Dark Greens, on the other hand, are more nihilistic. They tend to believe that no amount of progress will deflect the inevitable decline of our environment. Their view is that the only thing that might mitigate environmental collapse is an extreme act of uncivilization — a return to the stone ages. This is often associated with extremists like the Unabomber, Earth First!, or John Zerzan.

Most environmentalists from non-STEM fields, like anthropology or ecology, tend to fall in either camp. I think this reflects on societies view of technology. The Bright Greens trust STEM-professionals to do right and create technologies that save the world and reflect that trust in technology. Dark Greens are cognizant that most efforts for improved technologies will inevitably still result in environmental collapse.

I think a lack of awareness about entropy explains this dissonance. The environment will fall apart, eventually. Everything falls apart, eventually. Our ecological understanding is still underpinned with an understanding of energy. Trees still need an energy input (solar) to initiate photosynthesis. We know that these fields are still governed by the laws of physics.

But on the bright green side, understanding that there will never be a 100% efficient Carnot engine is not an excuse to not make an engine however.

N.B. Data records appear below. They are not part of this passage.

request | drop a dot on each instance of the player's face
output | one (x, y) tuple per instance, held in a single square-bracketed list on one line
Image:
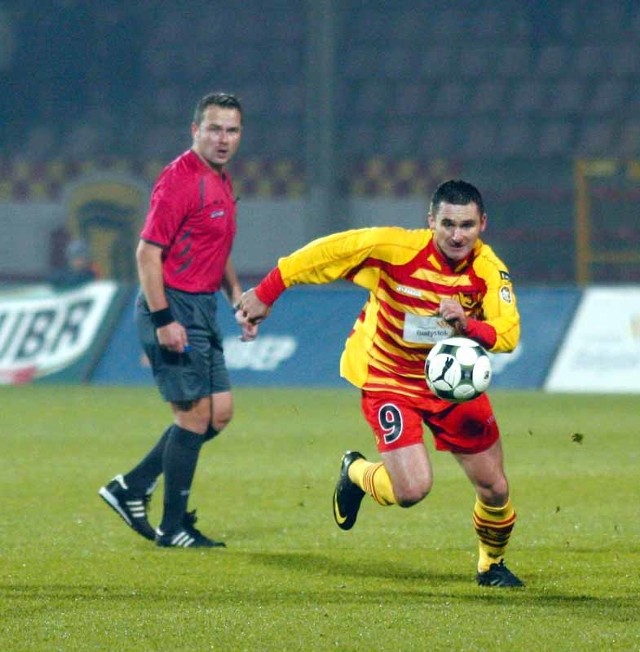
[(217, 138), (456, 229)]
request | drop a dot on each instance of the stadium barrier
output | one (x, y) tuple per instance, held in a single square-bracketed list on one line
[(572, 340)]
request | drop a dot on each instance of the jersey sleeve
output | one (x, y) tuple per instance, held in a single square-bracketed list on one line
[(499, 305), (341, 255)]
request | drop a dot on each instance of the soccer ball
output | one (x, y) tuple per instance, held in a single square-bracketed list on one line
[(458, 369)]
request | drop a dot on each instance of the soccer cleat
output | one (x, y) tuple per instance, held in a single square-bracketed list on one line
[(131, 507), (498, 575), (347, 495), (186, 536)]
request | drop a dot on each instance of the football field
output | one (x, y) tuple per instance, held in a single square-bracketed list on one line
[(74, 577)]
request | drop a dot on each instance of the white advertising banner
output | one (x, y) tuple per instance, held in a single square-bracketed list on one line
[(601, 350), (42, 331)]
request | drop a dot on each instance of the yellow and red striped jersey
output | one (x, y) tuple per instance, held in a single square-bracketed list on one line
[(406, 277)]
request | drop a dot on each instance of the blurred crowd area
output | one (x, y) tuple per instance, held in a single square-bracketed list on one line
[(414, 79)]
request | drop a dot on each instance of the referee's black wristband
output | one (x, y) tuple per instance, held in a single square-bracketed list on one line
[(162, 317)]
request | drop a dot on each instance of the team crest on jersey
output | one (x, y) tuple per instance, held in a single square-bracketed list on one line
[(412, 292), (505, 294)]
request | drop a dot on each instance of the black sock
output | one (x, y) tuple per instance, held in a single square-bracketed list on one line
[(142, 477), (179, 466)]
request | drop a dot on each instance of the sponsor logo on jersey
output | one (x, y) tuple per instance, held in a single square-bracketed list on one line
[(505, 294), (412, 292)]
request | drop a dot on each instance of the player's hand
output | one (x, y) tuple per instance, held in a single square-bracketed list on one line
[(252, 308), (173, 337), (453, 313), (249, 329)]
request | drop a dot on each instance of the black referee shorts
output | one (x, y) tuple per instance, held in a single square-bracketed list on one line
[(199, 372)]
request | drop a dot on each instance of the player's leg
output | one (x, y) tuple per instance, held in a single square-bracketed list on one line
[(470, 432), (404, 477)]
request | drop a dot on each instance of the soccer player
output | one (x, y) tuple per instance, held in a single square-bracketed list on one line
[(424, 285), (184, 259)]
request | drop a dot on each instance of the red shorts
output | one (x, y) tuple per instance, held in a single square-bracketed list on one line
[(397, 421)]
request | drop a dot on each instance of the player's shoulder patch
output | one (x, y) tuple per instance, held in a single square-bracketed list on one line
[(505, 294)]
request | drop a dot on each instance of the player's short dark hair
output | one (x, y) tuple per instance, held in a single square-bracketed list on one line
[(224, 100), (456, 191)]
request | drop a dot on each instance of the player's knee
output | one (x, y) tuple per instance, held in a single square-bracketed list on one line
[(220, 420), (413, 494), (495, 493)]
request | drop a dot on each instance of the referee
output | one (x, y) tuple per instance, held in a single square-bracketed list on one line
[(184, 259)]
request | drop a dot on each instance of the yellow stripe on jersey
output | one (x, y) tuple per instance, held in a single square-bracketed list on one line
[(404, 274)]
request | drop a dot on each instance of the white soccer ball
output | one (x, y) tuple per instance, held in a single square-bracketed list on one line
[(458, 369)]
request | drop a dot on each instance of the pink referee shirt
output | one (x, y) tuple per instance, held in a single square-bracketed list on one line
[(192, 216)]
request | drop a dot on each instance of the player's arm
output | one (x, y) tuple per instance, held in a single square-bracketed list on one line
[(169, 332), (343, 255)]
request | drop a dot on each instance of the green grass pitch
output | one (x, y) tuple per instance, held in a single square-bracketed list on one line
[(75, 578)]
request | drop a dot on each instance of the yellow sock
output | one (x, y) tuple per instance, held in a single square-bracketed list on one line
[(373, 479), (493, 526)]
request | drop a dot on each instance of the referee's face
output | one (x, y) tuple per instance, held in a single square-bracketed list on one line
[(217, 138), (456, 229)]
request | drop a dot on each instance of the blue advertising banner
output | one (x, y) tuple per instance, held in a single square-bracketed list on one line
[(301, 342)]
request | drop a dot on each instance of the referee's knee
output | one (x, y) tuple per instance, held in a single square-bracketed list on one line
[(220, 421)]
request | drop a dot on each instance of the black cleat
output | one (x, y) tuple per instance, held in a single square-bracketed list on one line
[(132, 508), (347, 495), (186, 536), (498, 575)]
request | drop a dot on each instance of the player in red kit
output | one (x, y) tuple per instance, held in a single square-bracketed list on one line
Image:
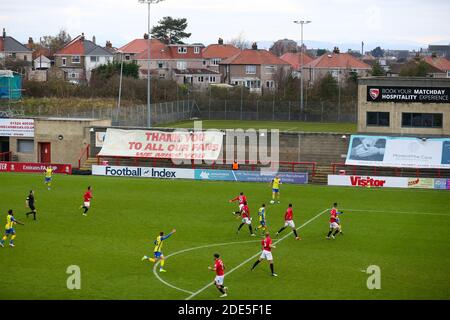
[(241, 199), (220, 274), (335, 226), (87, 200), (246, 220), (289, 222), (266, 253)]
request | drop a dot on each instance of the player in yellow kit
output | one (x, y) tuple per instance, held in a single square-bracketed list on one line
[(9, 229), (157, 252), (48, 177), (275, 189)]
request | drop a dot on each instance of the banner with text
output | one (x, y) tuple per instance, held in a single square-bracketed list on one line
[(17, 128), (143, 172), (388, 182), (204, 145), (34, 167), (406, 152)]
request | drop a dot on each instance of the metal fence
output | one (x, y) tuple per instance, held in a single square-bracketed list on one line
[(210, 109)]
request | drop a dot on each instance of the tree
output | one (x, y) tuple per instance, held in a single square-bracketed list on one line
[(377, 52), (240, 42), (321, 52), (415, 70), (55, 43), (377, 70), (280, 47), (170, 30)]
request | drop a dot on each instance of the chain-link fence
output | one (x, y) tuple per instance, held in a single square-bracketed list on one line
[(208, 109)]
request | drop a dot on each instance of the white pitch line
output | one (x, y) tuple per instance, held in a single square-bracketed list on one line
[(255, 255), (400, 212), (191, 249)]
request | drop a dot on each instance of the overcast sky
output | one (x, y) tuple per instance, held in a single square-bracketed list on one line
[(336, 21)]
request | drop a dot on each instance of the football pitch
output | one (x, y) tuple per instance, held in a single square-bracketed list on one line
[(406, 233)]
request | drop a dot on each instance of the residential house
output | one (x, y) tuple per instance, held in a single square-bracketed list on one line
[(216, 53), (182, 63), (295, 59), (440, 63), (339, 65), (12, 49), (255, 69), (79, 57), (436, 67)]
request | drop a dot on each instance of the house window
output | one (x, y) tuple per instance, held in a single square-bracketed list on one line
[(271, 69), (76, 59), (25, 146), (182, 50), (270, 84), (377, 119), (422, 120), (250, 69), (181, 65)]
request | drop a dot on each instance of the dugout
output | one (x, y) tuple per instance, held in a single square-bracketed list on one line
[(404, 106), (52, 140)]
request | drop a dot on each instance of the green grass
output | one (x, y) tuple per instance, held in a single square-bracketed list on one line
[(281, 125), (406, 233)]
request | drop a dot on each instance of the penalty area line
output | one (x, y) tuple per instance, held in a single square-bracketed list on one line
[(255, 255)]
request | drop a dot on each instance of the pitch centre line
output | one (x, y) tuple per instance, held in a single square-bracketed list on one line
[(255, 255)]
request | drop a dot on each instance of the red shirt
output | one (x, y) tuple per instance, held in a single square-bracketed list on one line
[(241, 199), (289, 214), (266, 242), (245, 212), (87, 196), (333, 215), (219, 267)]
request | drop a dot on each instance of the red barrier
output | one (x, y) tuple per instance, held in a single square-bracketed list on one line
[(34, 167)]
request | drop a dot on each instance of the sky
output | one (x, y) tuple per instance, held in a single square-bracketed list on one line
[(389, 23)]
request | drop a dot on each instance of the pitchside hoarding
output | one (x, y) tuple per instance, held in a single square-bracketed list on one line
[(205, 145), (408, 94), (34, 167), (198, 174), (388, 182), (17, 128), (406, 152)]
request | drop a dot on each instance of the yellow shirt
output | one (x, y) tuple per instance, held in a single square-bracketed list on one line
[(276, 183), (48, 172), (10, 222)]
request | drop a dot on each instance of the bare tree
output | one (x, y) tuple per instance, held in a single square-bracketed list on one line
[(240, 42)]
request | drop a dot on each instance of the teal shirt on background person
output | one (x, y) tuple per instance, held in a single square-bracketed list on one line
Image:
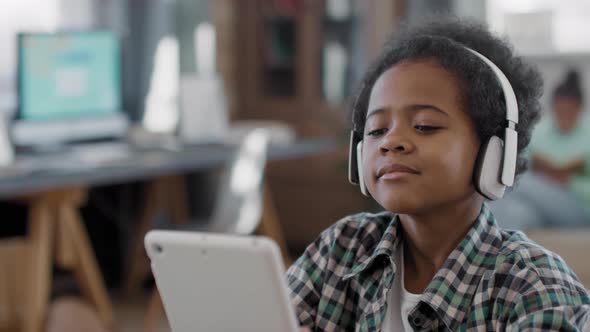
[(562, 148)]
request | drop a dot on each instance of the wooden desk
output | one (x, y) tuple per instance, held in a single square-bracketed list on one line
[(54, 195)]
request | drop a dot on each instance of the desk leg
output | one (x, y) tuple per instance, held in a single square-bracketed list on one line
[(39, 269), (86, 267), (137, 261)]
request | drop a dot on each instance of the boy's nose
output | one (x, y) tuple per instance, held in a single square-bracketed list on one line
[(395, 142)]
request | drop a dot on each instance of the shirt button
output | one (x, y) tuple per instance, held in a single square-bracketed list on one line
[(418, 321)]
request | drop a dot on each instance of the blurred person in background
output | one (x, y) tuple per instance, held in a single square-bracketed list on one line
[(557, 191)]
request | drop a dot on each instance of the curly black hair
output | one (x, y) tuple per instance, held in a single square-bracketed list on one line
[(443, 40)]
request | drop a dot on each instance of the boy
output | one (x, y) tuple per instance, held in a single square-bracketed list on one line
[(428, 110)]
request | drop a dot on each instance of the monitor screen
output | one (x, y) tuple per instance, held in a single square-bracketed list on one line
[(68, 75)]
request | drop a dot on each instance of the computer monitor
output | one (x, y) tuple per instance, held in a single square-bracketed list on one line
[(69, 88)]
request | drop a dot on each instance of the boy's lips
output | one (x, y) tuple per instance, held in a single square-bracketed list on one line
[(394, 171)]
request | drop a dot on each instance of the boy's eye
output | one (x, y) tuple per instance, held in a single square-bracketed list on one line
[(377, 132), (425, 129)]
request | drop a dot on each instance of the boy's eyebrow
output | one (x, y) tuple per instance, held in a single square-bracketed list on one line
[(413, 108)]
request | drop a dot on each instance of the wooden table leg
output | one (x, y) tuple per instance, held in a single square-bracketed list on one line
[(13, 259), (39, 269)]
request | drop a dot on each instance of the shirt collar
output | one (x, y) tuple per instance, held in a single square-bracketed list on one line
[(451, 291)]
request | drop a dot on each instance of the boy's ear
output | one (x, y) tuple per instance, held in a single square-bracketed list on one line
[(353, 171)]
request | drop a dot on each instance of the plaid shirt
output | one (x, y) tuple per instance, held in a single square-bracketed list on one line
[(494, 280)]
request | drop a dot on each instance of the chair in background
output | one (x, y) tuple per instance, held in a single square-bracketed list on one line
[(238, 206)]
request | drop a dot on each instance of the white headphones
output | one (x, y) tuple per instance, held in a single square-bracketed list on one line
[(495, 167)]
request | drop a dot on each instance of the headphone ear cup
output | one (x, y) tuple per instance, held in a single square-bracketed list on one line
[(486, 175), (359, 161)]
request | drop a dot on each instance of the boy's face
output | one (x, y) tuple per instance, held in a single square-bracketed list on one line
[(419, 147)]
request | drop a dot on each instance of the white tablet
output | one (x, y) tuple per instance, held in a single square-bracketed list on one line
[(212, 282)]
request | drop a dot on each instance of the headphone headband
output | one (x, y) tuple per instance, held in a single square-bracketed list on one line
[(510, 134)]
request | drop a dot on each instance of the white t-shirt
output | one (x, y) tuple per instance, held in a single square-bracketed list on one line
[(400, 302)]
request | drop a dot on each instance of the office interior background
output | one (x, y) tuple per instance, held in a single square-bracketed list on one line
[(188, 81)]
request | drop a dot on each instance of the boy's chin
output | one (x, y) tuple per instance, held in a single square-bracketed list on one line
[(401, 205)]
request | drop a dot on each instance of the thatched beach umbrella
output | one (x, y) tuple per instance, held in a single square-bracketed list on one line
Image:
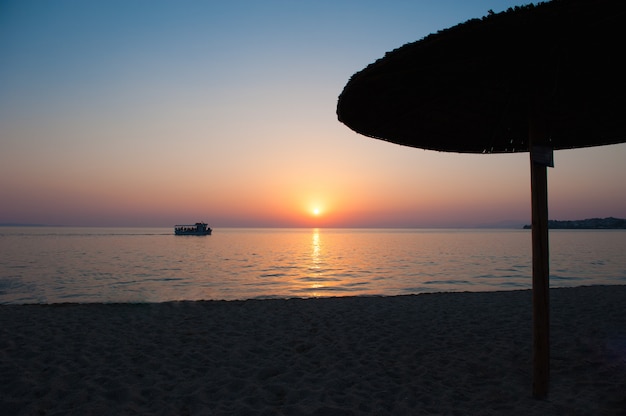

Just because the Coefficent of Performance for a refrigerator never hits one doesn’t mean we should give up on refrigerators. It hasn’t stopped us in the past. That point speaks to developing technologies that decrease human suffering, but are cognizant of physical constraints and environmentally conscious.

My whole point here is that I do firmly believe that the second law of thermodynamics and entropy has a place in ecology and possibly anthropology, but it isn’t made aware at the most basic, undergraduate levels. Introducing these fields early on might help contextualize the hard science aspects of these fields. That way, divisions like that between dark greens and bright greens might ease away.